Show that \(c^{*}\) is isometric to \(\ell_{1}\).
Hint: We observe that \(c=c_{0} \oplus \operatorname{span}\\{e\\}\), where
\(e=(1,1, \ldots)\) (express \(x=\left(\xi_{i}\right) \in c\) in the form
\(x=\xi_{0} e+x_{0}\) with \(\xi_{0}=\lim _{i \rightarrow
\infty}\left(\xi_{i}\right)\) and \(x_{0} \in\)
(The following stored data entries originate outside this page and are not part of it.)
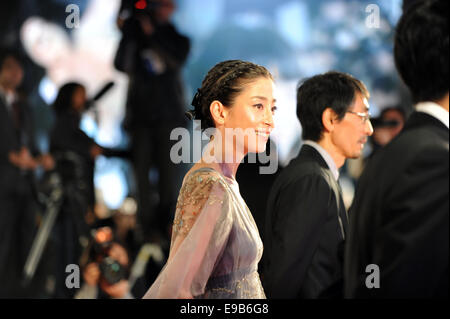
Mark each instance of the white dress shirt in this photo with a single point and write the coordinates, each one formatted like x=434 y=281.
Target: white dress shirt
x=327 y=157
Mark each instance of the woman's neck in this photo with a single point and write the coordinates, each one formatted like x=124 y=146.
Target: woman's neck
x=222 y=155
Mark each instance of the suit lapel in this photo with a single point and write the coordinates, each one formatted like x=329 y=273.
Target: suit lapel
x=310 y=152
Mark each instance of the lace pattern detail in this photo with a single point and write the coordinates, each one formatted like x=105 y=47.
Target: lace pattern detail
x=194 y=195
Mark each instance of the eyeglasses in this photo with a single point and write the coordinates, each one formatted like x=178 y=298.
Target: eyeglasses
x=365 y=117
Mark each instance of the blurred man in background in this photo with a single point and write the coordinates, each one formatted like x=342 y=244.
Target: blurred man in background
x=19 y=157
x=152 y=53
x=400 y=216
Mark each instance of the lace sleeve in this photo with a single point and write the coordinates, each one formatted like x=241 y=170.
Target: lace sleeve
x=201 y=227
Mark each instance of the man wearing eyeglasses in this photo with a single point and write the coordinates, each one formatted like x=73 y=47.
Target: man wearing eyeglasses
x=306 y=220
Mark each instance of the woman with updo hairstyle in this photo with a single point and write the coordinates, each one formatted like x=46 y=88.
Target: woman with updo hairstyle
x=215 y=246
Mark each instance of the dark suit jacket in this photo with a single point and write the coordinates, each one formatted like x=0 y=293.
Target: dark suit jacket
x=305 y=228
x=399 y=217
x=12 y=140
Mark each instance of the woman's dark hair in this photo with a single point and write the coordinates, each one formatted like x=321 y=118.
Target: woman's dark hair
x=223 y=83
x=63 y=101
x=421 y=49
x=333 y=90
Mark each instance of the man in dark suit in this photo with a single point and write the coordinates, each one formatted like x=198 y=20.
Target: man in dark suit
x=306 y=220
x=399 y=236
x=18 y=158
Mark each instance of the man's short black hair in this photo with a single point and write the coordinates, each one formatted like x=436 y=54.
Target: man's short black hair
x=421 y=49
x=333 y=90
x=10 y=52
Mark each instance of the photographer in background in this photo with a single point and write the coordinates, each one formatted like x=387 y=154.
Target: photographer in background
x=19 y=158
x=152 y=53
x=106 y=271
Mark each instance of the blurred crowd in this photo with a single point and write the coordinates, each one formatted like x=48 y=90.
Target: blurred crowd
x=52 y=215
\(\left.c_{0}\right)\). If \(u \in c^{*}\), put \(v_{0}^{\prime}=u(e)\) and
\(v_{i}=u\left(e_{i}\right)\) for \(i \geq 1 .\) Then we have \(u(x)=u\left(\xi_{0}
e\right)+u\left(x_{0}\right)=\xi_{0} v_{0}^{\prime}+\sum_{i=1}^{\infty}
v_{i}\left(\xi_{i}-\xi_{0}\right)\) and \(\left(v_{1}, v_{2}, \ldots\right) \in
\ell_{1}\) as in
Proposition 2.14. Put \(\tilde{u}=\left(v_{0}, v_{1}, \ldots\right)\), where
\(v_{0}=v_{0}^{\prime}-\sum_{i=1}^{\infty} v_{i}\), and write
\(\tilde{x}=\left(\xi_{0}, \xi_{1}, \ldots\right) .\) We have \(u(x)=\xi_{0}
v_{0}+\sum_{i=1}^{\infty} v_{i} \xi_{i}=\tilde{u}(\tilde{x})\)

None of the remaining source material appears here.